Voici une contribution de notre ami et maître, Jean-Michel Lascoux, ancien professeur de Lettres Classiques.
Elle permet de lire et considérer l'actualité brûlante et meurtrière de ces derniers jours de manière oblique, souriante mais néanmoins sérieuse.
A la manière de l'Apollon Loxias (l'Oblique) sous la protection duquel nous plaçons notre site
Devant les désordres provoqués par les excès de la liberté d’expression et les atteintes au sacré, il est urgent que la République se dote d’une législation claire et ferme sur le blasphème, qui fixe ce qui est licite et les limites à ne pas franchir.
Fidèle à son principe de laïcité, la République n’a pas à se prononcer sur l’existence de Dieu, mais rien n’interdit qu’au cas, même improbable, où il existerait un Etre Suprême, créateur et ordonnateur du monde, elle prenne, obéissant au principe de précaution, des mesures pour empêcher que son Nom ne soit insulté, sali ou déprécié.

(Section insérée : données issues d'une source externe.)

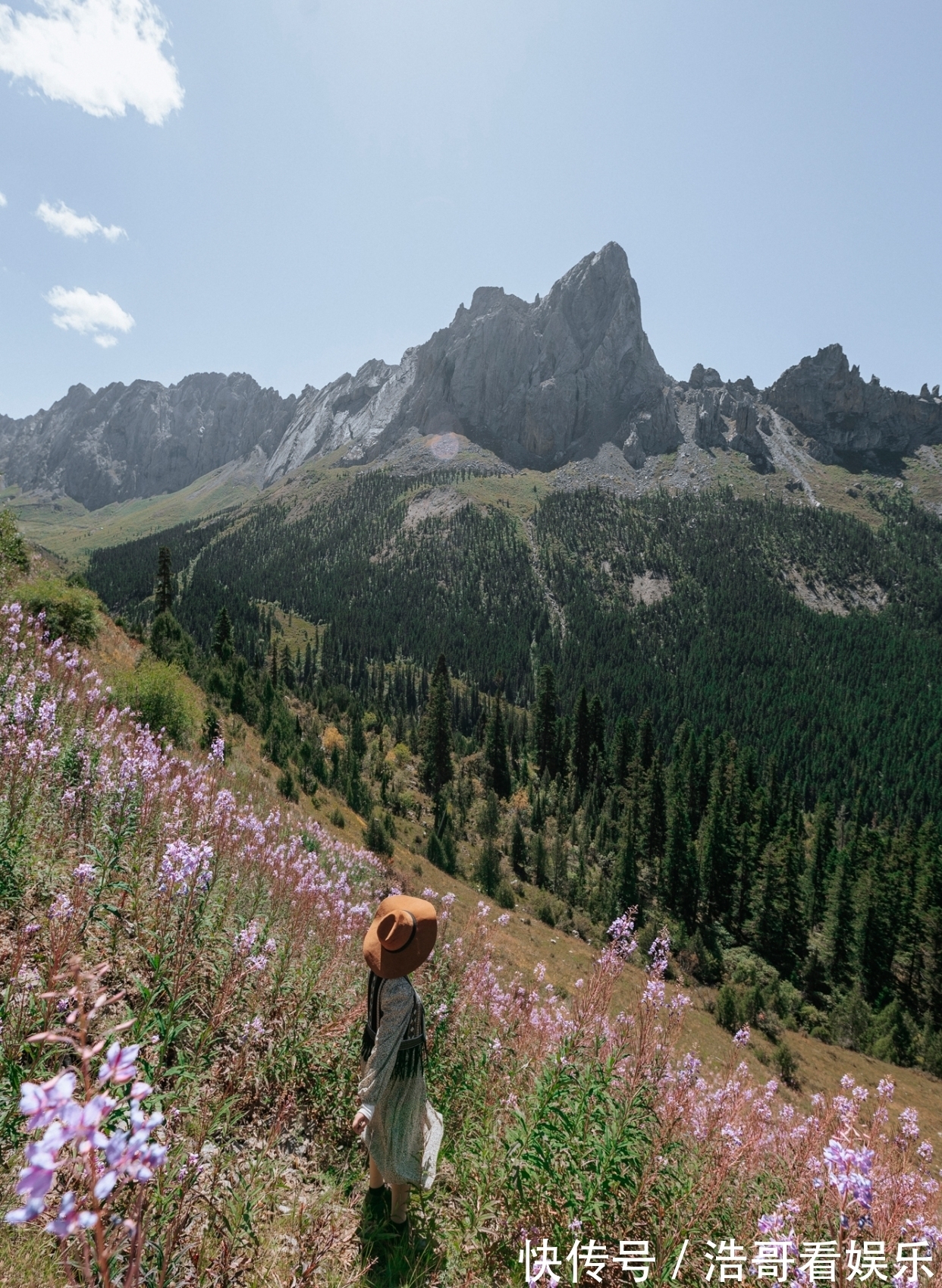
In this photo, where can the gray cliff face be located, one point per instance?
(545, 382)
(350, 413)
(538, 384)
(142, 439)
(535, 383)
(840, 413)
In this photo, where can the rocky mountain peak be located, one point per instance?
(826, 398)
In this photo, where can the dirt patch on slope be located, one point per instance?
(650, 589)
(441, 503)
(842, 601)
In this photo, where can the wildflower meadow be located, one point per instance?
(182, 1001)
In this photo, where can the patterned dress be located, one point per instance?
(405, 1132)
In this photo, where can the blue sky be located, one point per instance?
(289, 187)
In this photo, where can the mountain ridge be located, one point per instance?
(542, 385)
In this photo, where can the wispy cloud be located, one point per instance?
(64, 221)
(102, 55)
(89, 315)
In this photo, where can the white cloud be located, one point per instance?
(89, 315)
(64, 219)
(103, 55)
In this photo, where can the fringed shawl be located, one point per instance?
(410, 1059)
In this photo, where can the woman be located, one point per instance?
(400, 1127)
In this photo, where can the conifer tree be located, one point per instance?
(820, 859)
(646, 741)
(545, 723)
(714, 854)
(164, 594)
(435, 737)
(582, 741)
(222, 635)
(560, 872)
(623, 750)
(597, 727)
(518, 850)
(680, 878)
(625, 880)
(539, 861)
(838, 941)
(495, 751)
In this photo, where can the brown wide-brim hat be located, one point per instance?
(401, 937)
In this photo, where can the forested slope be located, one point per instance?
(846, 699)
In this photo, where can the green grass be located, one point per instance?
(68, 529)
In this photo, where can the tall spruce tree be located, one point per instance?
(518, 850)
(222, 635)
(680, 887)
(435, 738)
(164, 594)
(545, 723)
(820, 861)
(582, 741)
(495, 751)
(560, 871)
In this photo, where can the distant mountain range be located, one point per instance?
(538, 384)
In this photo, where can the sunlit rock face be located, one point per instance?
(827, 400)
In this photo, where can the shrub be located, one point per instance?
(70, 611)
(488, 869)
(545, 913)
(440, 853)
(727, 1009)
(14, 557)
(787, 1064)
(162, 699)
(504, 895)
(287, 786)
(376, 839)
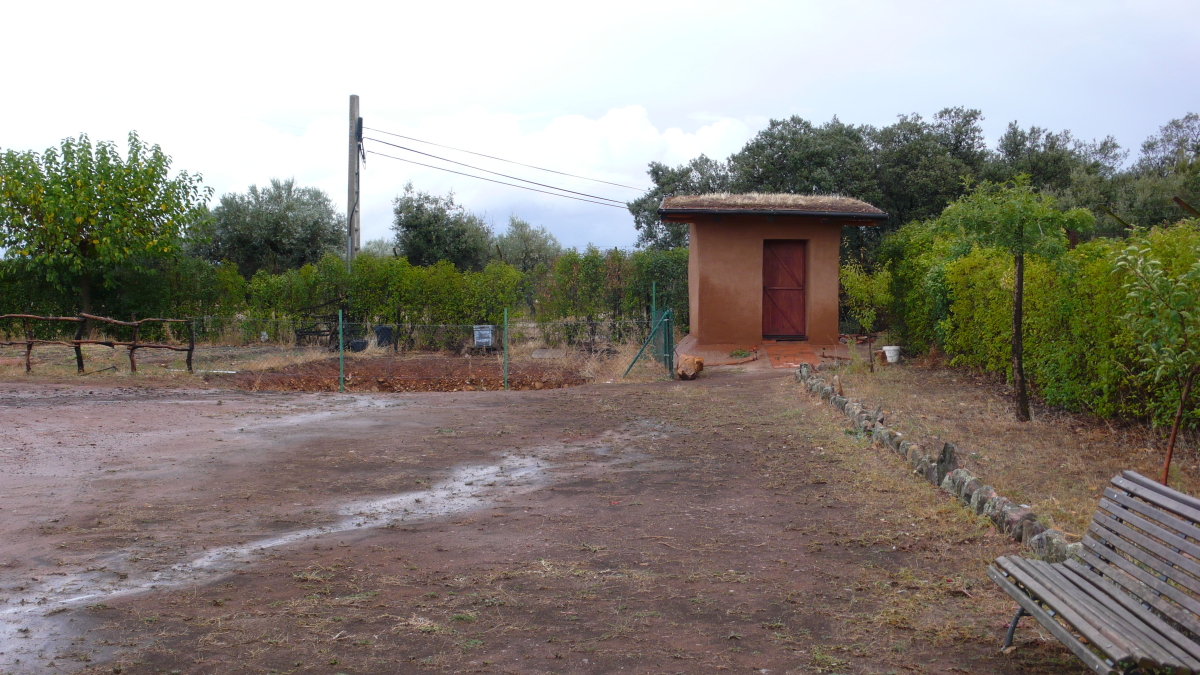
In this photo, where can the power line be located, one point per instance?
(498, 173)
(503, 160)
(501, 181)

La Divinité présumée n’ayant donné aux hommes aucune marque incontestable de son existence, il est loisible à chacun de croire ou de ne pas croire sans l’offenser, et ceux qui, ne croyant pas, se moquent de la Divinité ou la caricaturent ne sauraient tomber sous le coup de la loi, pas plus que s’ils s’en prenaient à tout autre personnage de fiction, comme le Père Noël ou Mickey Mouse.
Il en va autrement de ceux qui, d’une manière plus insidieuse – on aurait dit autrefois diabolique, puisque diable signifie calomniateur – défigurent l’image de l’Etre Suprême, suprêmement intelligent, bon, juste, miséricordieux, généreux, en le faisant passer pour stupide, méchant, hargneux, arbitraire, futile et ridicule.
En conséquence, la loi devra punir sévèrement ou interdire tout écrit et toute parole prétendant que Dieu ou son représentant a pu faire élection d’un peuple particulier, lui accorder quelque territoire que ce fût, prescrire des mutilations aussi minimes fussent-elles, pousser le ridicule jusqu’à interdire la chair de certains animaux pourvus ou non de cornes, de plumes, de sabots fendus et autres stupidités, jouer au magicien de cirque en changeant des bâtons en serpents, de l’eau en vin, en marchant sur l’eau ou en montant au ciel à cheval – tant l’imagination des pervers est fertile quand il s’agit d’insulter à la majesté du Dieu présumé.
De même la loi devra réprimer avec la plus grande rigueur ceux qui propagent – auprès de la jeunesse surtout – l’idée d’un Dieu cruel et sanguinaire, qui condamnerait les incroyants au Feu éternel de l’Enfer même s’ils ne sont coupables d’aucun crime.
En sévissant contre de tels blasphèmes, la République laïque non seulement rendrait son dû au Dieu présumé, mais surtout empêcherait qu’on ne blesse les croyants sincères en répandant cette erreur détestable, qu’un Dieu puisse être bête et méchant.